In their natural, fully fleshed state, a jorgalli adult was perhaps four and a half metres tall, moving on three legs with three joints that radiated from their lower torsos like the spokes on a wheel. Apart from the extensile neck, the upper body of the aliens resembled the lower, but here the three limbs ended in hands with six digits.
The egg-shaped head had deep-set, rheumy eyes and fleshy notches for a nose and mouth. They had skin like Terran lizards, all scales and tiny horns of bone. However, there seemed to be no such thing as a ‘natural’ jorgall. Every single example of the xenos species yet encountered and terminated by servants of the Imperium, from immature cubs to infirm elders, was modified with implanted devices or cybernetic proxy mechanisms. The slate showed oddities such as spring piston legs, feet replaced with wheels and rollers, knife claws, sheets of subdermal armour plating, telecameras inside optic cavities and even ballistic needler weapons nestled within the hollows of bones.
The similarity in intent between the alien implants and the engineered organs that he possessed as an Astartes was not lost on Garro, but these were xenos, and they were invaders. They were nothing like him and as the Emperor had decreed, they were to be chastised for daring t
o venture into human space.
Near to the sluggish waterline, a horde of clawed jorgalli, most likely some kind of hand-to-hand variant, hacked at a dreadnought from the Second Company. The venerable warrior had become bogged down in the chemical slurry at the lake’s edge and Garro saw it spin on its torso axis, clubbing at them with a chainfist. A white flash fell from nowhere into the heart of the jorgall rippers and the captain heard Ignatius Grulgor bellow with wild laughter. Grulgor came to his feet surrounded by the xenos and threw back his head.
The commander of the Second had gone barefaced; the foul air of the bottle-world did not concern him. In either hand he carried a regulation Mars-pattern bolter, and with delight, Grulgor unloaded them at point-blank range into the enemy.
The sheer velocity of the shots chopped the jorgall into reeking gobbets of flesh, giving the dreadnought valuable seconds in which to extract itself. In moments, Grulgor stood at the centre of a circle of alien carcasses, vapor coiling from the barrels of his guns. The commander saluted the primarch, and flashed a sly, daring grin at Garro before moving on in search of new targets.

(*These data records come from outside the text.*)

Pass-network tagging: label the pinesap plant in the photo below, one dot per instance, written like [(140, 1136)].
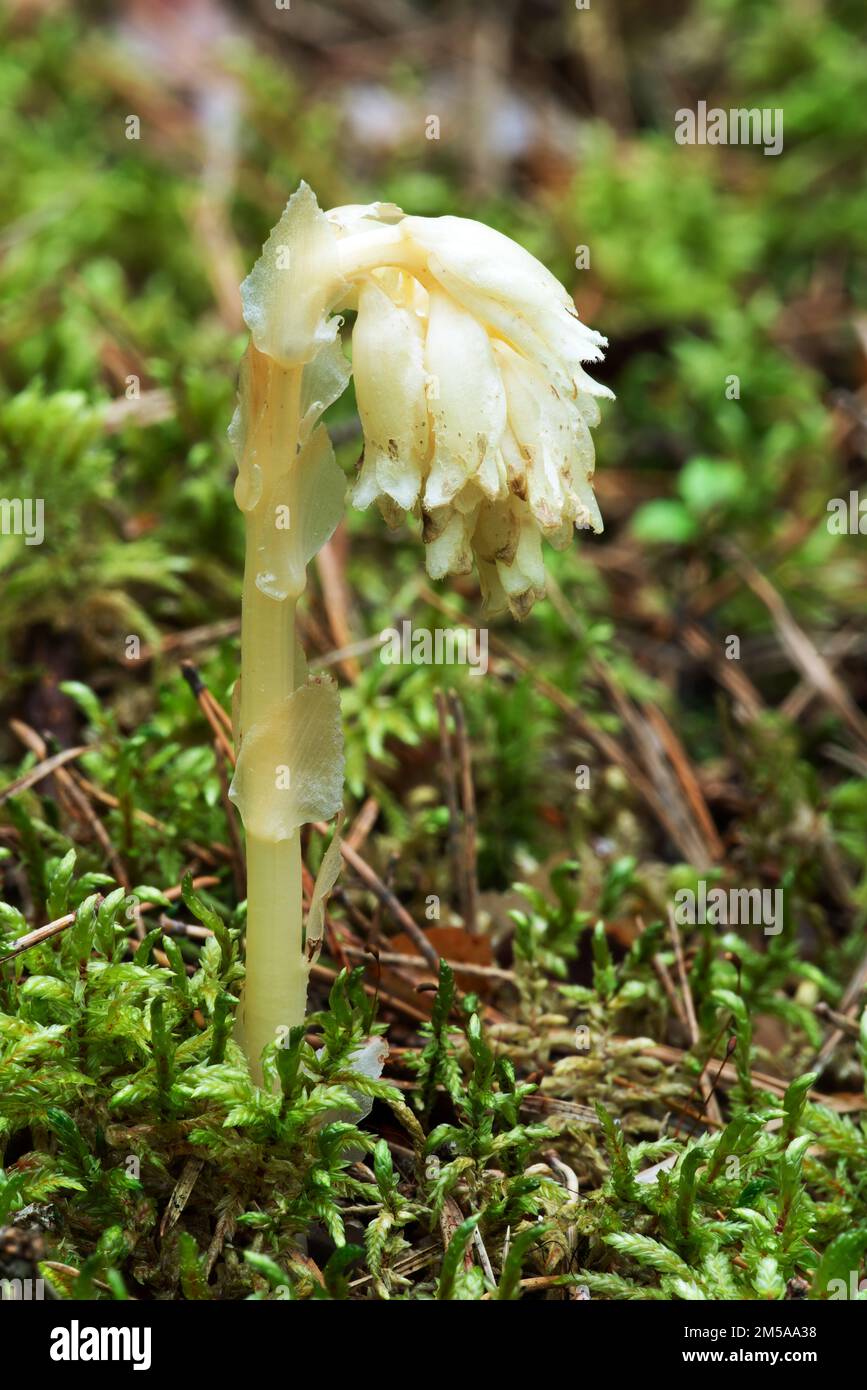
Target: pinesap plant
[(477, 410)]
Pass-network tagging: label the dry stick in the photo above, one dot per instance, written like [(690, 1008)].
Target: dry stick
[(450, 790), (841, 1020), (707, 1093), (323, 972), (728, 673), (363, 823), (801, 697), (42, 769), (664, 976), (206, 635), (656, 766), (802, 651), (484, 972), (607, 747), (388, 900), (220, 712), (659, 773), (849, 1005), (678, 759), (762, 1080), (470, 818), (107, 799), (200, 692), (77, 798), (53, 929)]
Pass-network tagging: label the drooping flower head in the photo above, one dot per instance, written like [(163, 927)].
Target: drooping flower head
[(468, 362)]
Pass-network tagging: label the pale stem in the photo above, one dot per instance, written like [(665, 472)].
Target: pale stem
[(275, 988)]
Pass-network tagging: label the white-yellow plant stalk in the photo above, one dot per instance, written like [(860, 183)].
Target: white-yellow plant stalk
[(468, 362)]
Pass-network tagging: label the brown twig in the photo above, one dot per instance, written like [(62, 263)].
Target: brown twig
[(468, 840), (450, 787)]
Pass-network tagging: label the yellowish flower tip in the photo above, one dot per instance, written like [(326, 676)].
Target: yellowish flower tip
[(468, 363)]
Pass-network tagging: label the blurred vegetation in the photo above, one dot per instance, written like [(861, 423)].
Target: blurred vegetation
[(120, 338)]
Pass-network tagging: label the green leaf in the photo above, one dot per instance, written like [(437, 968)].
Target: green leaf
[(453, 1257)]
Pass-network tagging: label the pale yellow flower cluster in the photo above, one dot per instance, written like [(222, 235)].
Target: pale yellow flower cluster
[(468, 366)]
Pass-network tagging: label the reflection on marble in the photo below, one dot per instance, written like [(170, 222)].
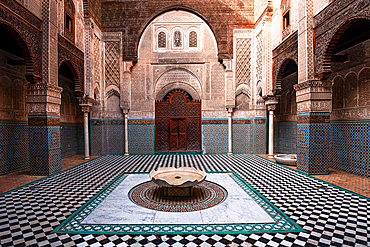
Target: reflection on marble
[(238, 207)]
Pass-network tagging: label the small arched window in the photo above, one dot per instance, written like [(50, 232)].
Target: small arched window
[(177, 39), (161, 39), (69, 13), (193, 39)]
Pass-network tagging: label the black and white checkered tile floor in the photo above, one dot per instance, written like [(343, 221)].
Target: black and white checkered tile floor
[(330, 216)]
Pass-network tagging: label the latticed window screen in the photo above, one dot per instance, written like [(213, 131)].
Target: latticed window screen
[(243, 61), (177, 39), (161, 40), (193, 39)]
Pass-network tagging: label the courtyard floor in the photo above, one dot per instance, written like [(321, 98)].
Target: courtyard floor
[(323, 206)]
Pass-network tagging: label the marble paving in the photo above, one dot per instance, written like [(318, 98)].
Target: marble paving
[(238, 207)]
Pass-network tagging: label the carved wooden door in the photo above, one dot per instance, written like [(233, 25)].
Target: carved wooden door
[(177, 123), (178, 137)]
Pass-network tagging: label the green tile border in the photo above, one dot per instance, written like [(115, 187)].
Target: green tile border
[(283, 224), (307, 175)]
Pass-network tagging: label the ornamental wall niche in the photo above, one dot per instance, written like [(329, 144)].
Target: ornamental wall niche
[(213, 14), (69, 53), (330, 24), (286, 50), (26, 29)]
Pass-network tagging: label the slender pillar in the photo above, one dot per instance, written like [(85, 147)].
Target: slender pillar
[(125, 112), (271, 102), (86, 134), (230, 127), (86, 104)]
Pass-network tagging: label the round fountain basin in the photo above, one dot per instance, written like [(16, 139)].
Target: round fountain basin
[(177, 177), (286, 159)]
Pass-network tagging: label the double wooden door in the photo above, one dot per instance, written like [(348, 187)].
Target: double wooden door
[(178, 134), (177, 123)]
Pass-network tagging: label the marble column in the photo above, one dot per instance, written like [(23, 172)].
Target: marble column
[(271, 102), (43, 106), (125, 113), (86, 104), (313, 126), (230, 127)]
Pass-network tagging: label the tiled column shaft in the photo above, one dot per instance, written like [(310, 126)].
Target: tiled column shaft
[(271, 102), (313, 126), (43, 104), (86, 104)]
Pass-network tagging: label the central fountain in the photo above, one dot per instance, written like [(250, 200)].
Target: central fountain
[(177, 181)]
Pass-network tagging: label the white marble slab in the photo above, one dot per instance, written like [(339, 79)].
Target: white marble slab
[(238, 207)]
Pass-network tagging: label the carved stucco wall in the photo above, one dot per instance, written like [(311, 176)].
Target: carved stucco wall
[(194, 68)]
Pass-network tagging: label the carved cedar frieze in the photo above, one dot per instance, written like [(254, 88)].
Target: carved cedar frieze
[(26, 29), (69, 52)]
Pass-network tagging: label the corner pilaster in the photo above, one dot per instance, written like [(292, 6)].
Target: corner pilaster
[(43, 106), (313, 126)]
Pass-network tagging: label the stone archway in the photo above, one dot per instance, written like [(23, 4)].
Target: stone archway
[(178, 123)]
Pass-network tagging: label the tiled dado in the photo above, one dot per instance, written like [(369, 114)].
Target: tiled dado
[(313, 154), (71, 139), (14, 142), (248, 136), (107, 136), (285, 137), (141, 136), (44, 145), (350, 151)]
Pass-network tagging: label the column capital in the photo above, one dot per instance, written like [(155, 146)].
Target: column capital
[(271, 101), (127, 66), (313, 96)]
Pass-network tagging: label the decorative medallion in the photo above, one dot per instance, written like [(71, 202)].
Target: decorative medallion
[(204, 195)]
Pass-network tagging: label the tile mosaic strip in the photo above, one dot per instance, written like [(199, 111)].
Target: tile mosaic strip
[(74, 223)]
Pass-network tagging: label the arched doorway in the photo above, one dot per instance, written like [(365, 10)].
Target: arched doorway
[(71, 116), (285, 124), (178, 123)]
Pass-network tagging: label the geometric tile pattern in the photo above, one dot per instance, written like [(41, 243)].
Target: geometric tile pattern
[(243, 61), (141, 138), (285, 137), (14, 152), (350, 149), (313, 148), (242, 139), (115, 139), (44, 146), (329, 215), (71, 139), (214, 138), (74, 224)]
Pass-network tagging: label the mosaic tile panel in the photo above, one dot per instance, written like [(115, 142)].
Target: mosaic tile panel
[(313, 148), (14, 152), (214, 137), (115, 139), (285, 137), (96, 139), (141, 139), (71, 139), (259, 138), (45, 154), (350, 151), (242, 139)]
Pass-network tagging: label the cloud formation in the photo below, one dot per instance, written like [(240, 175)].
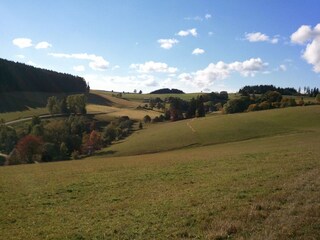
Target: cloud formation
[(79, 68), (260, 37), (184, 33), (95, 62), (152, 66), (221, 70), (22, 42), (43, 45), (198, 51), (306, 35), (167, 43)]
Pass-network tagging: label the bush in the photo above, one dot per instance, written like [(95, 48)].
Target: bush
[(253, 107), (237, 105), (264, 105), (75, 155), (147, 119), (2, 160), (288, 102)]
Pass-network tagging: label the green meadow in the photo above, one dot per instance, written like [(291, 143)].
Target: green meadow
[(242, 176)]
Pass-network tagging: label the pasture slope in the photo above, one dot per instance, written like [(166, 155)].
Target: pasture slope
[(241, 176)]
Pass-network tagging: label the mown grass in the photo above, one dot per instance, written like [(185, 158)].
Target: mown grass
[(112, 112), (135, 97), (218, 129), (265, 188), (10, 116)]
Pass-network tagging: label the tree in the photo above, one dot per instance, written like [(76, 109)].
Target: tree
[(64, 151), (200, 107), (8, 138), (146, 119), (95, 140), (29, 147), (77, 103), (237, 105)]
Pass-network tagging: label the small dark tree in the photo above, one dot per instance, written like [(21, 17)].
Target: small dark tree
[(28, 147), (147, 119)]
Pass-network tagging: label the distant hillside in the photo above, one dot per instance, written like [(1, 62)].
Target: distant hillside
[(167, 90), (19, 77)]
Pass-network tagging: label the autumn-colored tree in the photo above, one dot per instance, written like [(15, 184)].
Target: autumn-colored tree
[(29, 147), (95, 140)]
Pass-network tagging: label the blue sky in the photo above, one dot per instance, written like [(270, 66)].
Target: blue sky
[(192, 45)]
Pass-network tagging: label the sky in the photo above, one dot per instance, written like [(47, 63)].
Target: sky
[(193, 45)]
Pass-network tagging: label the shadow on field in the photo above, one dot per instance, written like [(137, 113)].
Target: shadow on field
[(98, 100), (103, 153)]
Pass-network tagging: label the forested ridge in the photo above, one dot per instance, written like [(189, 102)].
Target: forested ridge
[(19, 77)]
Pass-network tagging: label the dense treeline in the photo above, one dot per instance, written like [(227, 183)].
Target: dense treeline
[(16, 77), (268, 100), (175, 108), (167, 90), (261, 89)]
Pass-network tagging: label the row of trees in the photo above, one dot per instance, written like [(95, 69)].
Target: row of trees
[(71, 104), (269, 100), (262, 89), (16, 77), (46, 141)]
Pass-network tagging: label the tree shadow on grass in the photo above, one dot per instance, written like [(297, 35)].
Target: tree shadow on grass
[(105, 153)]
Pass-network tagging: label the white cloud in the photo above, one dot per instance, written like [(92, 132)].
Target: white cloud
[(305, 34), (43, 45), (96, 62), (198, 51), (167, 43), (199, 18), (282, 68), (312, 54), (184, 33), (22, 42), (21, 56), (152, 66), (260, 37), (115, 67), (220, 71), (148, 80), (79, 68)]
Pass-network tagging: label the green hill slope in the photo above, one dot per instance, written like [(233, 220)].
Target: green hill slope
[(218, 129)]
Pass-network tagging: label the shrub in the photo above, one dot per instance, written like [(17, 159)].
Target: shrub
[(253, 107), (29, 147), (2, 160), (237, 105), (264, 105), (75, 155), (147, 119), (288, 102)]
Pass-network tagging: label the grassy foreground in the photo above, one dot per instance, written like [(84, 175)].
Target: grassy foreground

‘He’s so artless, don’t you think?’ murmured Hakur. ‘The esteemed Huron-Fal would have fought his own way out of that mess, but Grulgor wades in, more concerned about showing his mettle to the primarch than where best to spend his ammunition.’
‘We’re Death Guard. We’re not supposed to be artists,’ Garro retorted. ‘We are craftsmen in war, nothing more, direct and brutal. We don’t seek accolades and honours, only duty.’
‘Of course,’ said the veteran mildly.
Decius came bounding up to Garro, kicking away the corpse parts from his kill. ‘Ugh. Do you smell that, sir? These things, their blood stinks.’
The battle-captain didn’t answer. He hesitated, his attention drifting, watching Mortarion in the thick of his cold fury. At the primarch’s side, Typhon and the twin sentinels of the Deathshroud were whirling and culling, their manreapers moving unhindered through a milling, screaming pack of jorgall. The Death Lord himself had clearly deemed these inferior strains of xenos to be unworthy of his scythe, and instead was at work putting them to the light of his Lantern.